Według Lafontaine'a cały Bundestag to „dom wariatów”, który oszukuje obywateli, a to, co robi rząd to „kretynizm ”. Co ciekawe, taka retoryka znajduje poklask nie tylko u tradycyjnie lewicowo nastawionych wyborców. Lafontaine chce złowić głosy także tych niezadowolonych, którzy z protestu wybierali partie skrajnie prawicowe. Stąd też dobór słów. Kiedy Lafontaine mówi o „obcych pracownikach” czyli „Fremdarbeiter”, obeznani z niemiecką historią przecierają oczy. Termin ten używany był bowiem w czasach Trzeciej Rzeszy jako eufemizm - urzędowe określenie robotników przymusowych i taką ma do dziś konotację. „Obcy pracownicy” zabierają według Lafontaine’a pracę Niemcom i zamieszkałym w Niemczech cudzoziemcom. Przy okazji Lafontaine twierdzi, że klasa polityczna zdradziła interesy obywateli.

„Naród nie jest reprezentowany w Bundestagu, dlatego potrzebna jest silna, lewicowa siła w parlamencie” – wołał na jednym z wieców.

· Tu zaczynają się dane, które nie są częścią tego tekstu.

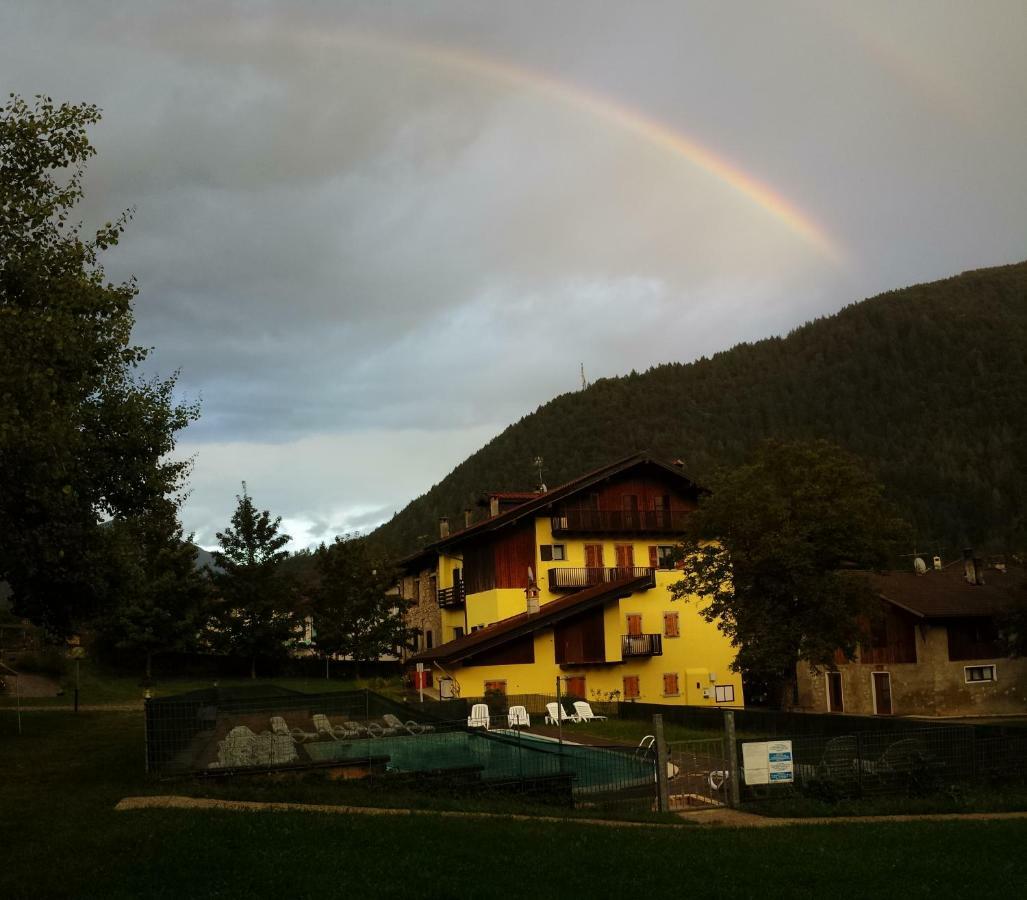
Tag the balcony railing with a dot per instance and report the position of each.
(452, 598)
(576, 578)
(621, 521)
(641, 645)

Ponieważ na oficjalne zjednoczenie i powołanie do życia nowej partii przed przedterminowymi wyborami brakuje czasu, wybrano rozwiązanie kompromisowe. Działacze WASG kandydować będą na zachodzie kraju na listach wyborczych PDS. Jak dotąd partia ta cieszyła się znaczącym poparciem jedynie na wschodzie Niemiec. W ten sposób postkomuniści mieliby szansę na wyjście z politycznej izolacji i zdobycia – wspólnie z nowymi partnerami do dziesięciu procent głosów w skali ogólnoniemieckiej. Tym samym nowa lewica mogłaby stać się trzecią siłą polityczną w przyszłym parlamencie. Doświadczenie uczy jednak, w trakcie kampanii wyborczej opinia publiczna koncentruje się na wielkich partiach i ich programach. Mniejsi konkurenci zostają z boku. Czy tak będzie i tym razem okaże się być może już we wrześniu. Paradoksalnie jednak sukces nowej lewicy, która odbierze głosy SPD, może być tylko na rękę chadecji, którą obecnie w sondażach popiera niemal połowa wyborców. I tym razem sprawdzi się być może przysłowie o tym trzecim, który korzysta na waśni dwóch pozostałych.